Modiano published more-or-less regularly every year or two. Among his best-known volumes are Dora Bruder (1997; Eng. trans. Dora Bruder, U.K. title The Search Warrant), an attempt to reconstruct the life of a missing Jewish girl; and a memoir of his first 21 years, Un Pedigree (2005; Eng. trans. Pedigree). Modiano’s entire oeuvre was honoured in 2014, when he was awarded both the Prix de la Bibliothèque Nationale de France and the Nobel Prize. His later novels included Souvenirs dormants (2017; Sleep of Memory) and Encre sympathique (2019; Invisible Ink).
Modiano wrote a children’s book (Catherine Certitude, 1988) and worked on several films. With French film director Louis Malle, Modiano wrote the screenplay for Malle’s Lacombe Lucien (1974), about a bored teenager who becomes an informer for the Gestapo during the German occupation of France. He likewise cowrote the screenplay for Egyptian director Moshé Mizrahi’s film version of Modiano’s novel Une Jeunesse (1981; film 1983) and was involved with several other films, even playing a cameo role in Chilean director Raúl Ruiz’s Genealogies of a Crime (1997).
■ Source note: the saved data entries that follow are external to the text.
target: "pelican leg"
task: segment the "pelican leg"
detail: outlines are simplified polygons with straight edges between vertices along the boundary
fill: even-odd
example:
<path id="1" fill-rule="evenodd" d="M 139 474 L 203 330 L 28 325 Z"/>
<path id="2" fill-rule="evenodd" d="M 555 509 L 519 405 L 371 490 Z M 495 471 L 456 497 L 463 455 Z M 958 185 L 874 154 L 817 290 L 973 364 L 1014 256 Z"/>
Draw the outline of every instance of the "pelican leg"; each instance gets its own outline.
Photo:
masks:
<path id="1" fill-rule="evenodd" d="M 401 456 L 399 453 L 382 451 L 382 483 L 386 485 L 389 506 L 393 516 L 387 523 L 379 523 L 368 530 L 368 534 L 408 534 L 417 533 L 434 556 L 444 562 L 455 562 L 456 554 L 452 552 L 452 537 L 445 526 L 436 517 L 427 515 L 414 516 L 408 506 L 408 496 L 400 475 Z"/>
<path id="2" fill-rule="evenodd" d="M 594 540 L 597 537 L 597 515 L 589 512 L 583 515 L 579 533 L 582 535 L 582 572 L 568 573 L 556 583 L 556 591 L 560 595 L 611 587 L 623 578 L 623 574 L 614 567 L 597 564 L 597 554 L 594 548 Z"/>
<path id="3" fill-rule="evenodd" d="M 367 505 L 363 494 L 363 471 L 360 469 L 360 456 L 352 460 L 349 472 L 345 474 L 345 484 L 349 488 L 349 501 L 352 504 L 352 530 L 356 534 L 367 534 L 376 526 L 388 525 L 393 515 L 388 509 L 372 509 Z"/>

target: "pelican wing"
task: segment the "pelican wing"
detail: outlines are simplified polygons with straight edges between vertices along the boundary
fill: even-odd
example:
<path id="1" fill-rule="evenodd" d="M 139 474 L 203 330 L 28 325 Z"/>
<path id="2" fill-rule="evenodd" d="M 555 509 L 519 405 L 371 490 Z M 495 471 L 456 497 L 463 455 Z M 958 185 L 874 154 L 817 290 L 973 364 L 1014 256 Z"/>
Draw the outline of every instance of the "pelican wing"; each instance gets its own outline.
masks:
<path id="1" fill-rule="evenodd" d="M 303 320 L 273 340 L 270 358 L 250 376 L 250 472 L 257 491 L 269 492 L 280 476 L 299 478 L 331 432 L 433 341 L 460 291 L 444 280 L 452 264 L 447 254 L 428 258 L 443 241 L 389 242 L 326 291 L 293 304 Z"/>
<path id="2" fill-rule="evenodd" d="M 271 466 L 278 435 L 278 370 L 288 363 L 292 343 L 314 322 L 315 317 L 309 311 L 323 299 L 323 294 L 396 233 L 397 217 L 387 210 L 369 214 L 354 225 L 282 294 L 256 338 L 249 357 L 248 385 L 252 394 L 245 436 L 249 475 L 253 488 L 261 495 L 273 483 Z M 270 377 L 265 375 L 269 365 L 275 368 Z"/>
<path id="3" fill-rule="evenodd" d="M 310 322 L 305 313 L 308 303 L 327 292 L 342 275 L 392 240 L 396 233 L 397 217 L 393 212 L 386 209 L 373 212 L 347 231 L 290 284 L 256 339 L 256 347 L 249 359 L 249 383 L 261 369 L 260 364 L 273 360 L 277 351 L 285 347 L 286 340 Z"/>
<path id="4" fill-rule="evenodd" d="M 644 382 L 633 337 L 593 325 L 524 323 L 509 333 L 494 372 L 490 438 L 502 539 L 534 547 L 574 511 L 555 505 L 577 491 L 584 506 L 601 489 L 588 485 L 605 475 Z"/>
Modiano became a noted writer of what the French call autofiction, the blend of autobiography and historical fiction. His writing style was described by one critic as “so spare and elliptical that the words seem only lightly attached to the page.” Throughout his body of work, the reader can readily sense the author’s perception of the unknowability of other people and the ambiguity of events; it is dark writing with a light touch. In a review of Honeymoon, the English translation of Modiano’s Voyage de noces (1990), one reviewer wrote, “At times he reads like a strange cross between Anita Brookner and the Ancient Mariner, forever buttonholing the reader with his own brand of exquisite angst.” Though they are usually set in a specific time and place, so much so that wartime Paris is almost a character in his books, Modiano’s works speak a universal truth about the human condition.